Last week, I wrote about the privacy concerns surrounding Phorm, an online advertising company who has teamed up with British ISPs to track user Web behavior from within their networks. New technical details about its Webwise system have since emerged, and it’s not just privacy that now seems to be at risk. The report exposes a system that actively degrades user experience and alters the interaction with content providers. Even more importantly, the Webwise system is a clear violation of the sacred end-to-end principle that guides the core architectural design of the Internet.
Phorm’s system does more than just passively gain “access to customers’ browsing records” as previously suggested. Instead, they plan on installing a network switch at each participating ISP that actively interferes with the user’s browsing session by injecting multiple URL redirections before the user can retrieve the requested content. Sparing you most of the nitty-gritty technical details, the switch intercepts the initial HTTP request to the content server to check whether a Webwise cookie–containing the user’s randomly-assigned identifier (UID)– exists in the browser. It then impersonates the requested server to trick the browser into accepting a spoofed cookie (which I will explain later) that contains the same UID. Only then will the switch forward the request and return the actual content to the user. Basically, this amounts to a big technical hack by Phorm to set the cookies that track users as they browse the Web.
In all, a user’s initial request is redirected three times for each domain that is contacted. Though this may not seem like much, this extra layer of indirection harms the user by degrading the overall browsing experience. It imposes an unnecessary delay that will likely be noticeable by users.
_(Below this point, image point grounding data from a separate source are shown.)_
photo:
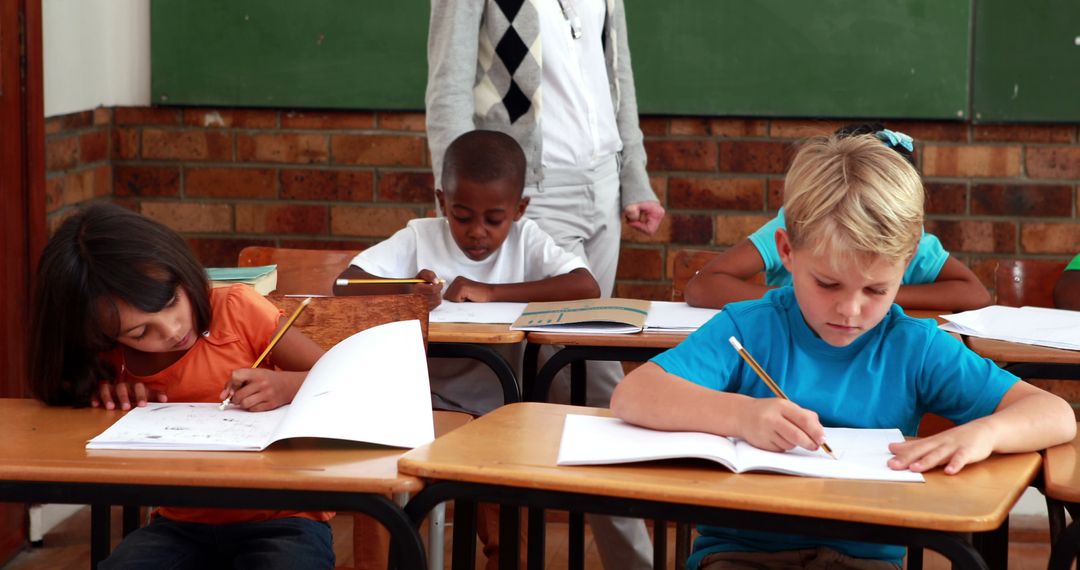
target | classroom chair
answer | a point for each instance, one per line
(331, 320)
(300, 271)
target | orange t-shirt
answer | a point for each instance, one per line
(242, 324)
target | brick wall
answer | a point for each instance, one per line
(227, 178)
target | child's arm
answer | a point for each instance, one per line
(652, 397)
(724, 277)
(956, 288)
(1026, 419)
(430, 290)
(577, 284)
(266, 389)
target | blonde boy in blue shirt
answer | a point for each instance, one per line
(844, 353)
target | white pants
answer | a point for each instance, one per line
(581, 209)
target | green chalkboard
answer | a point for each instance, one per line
(1027, 60)
(289, 53)
(877, 58)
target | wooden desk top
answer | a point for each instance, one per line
(516, 445)
(1062, 471)
(477, 334)
(1013, 352)
(48, 444)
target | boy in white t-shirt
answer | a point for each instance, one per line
(483, 250)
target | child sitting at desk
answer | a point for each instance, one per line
(123, 313)
(932, 280)
(842, 352)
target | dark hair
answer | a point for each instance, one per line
(484, 157)
(873, 129)
(99, 254)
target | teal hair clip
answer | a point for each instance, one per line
(895, 138)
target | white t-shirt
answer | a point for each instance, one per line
(528, 254)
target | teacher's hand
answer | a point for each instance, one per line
(644, 216)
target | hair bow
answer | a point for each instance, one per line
(895, 138)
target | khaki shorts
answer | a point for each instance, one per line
(805, 559)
The spoofed cookie that Phorm stores on the user’s browser during this process is also a highly questionable practice. Generally speaking, a cookie is specific to a particular domain and the browser typically ensures that a cookie can only be read and written by the domain it belongs to. For example, data in a yahoo.com cookie is only sent when you contact a yahoo.com server, and only a yahoo.com server can put data into that cookie.
But since Phorm controls the switch at the ISP, it can bypass this usual guarantee by impersonating the server to add cookies for other domains. To continue the example, the switch (1) intercepts the user’s request, (2) pretends to be a yahoo.com server, and (3) injects a new yahoo.com cookie that contains the Phorm UID. The browser, believing the cookie to actually be from yahoo.com, happily accepts and stores it. This cookie is used later by Phorm to identify the user whenever the user visits any page on yahoo.com.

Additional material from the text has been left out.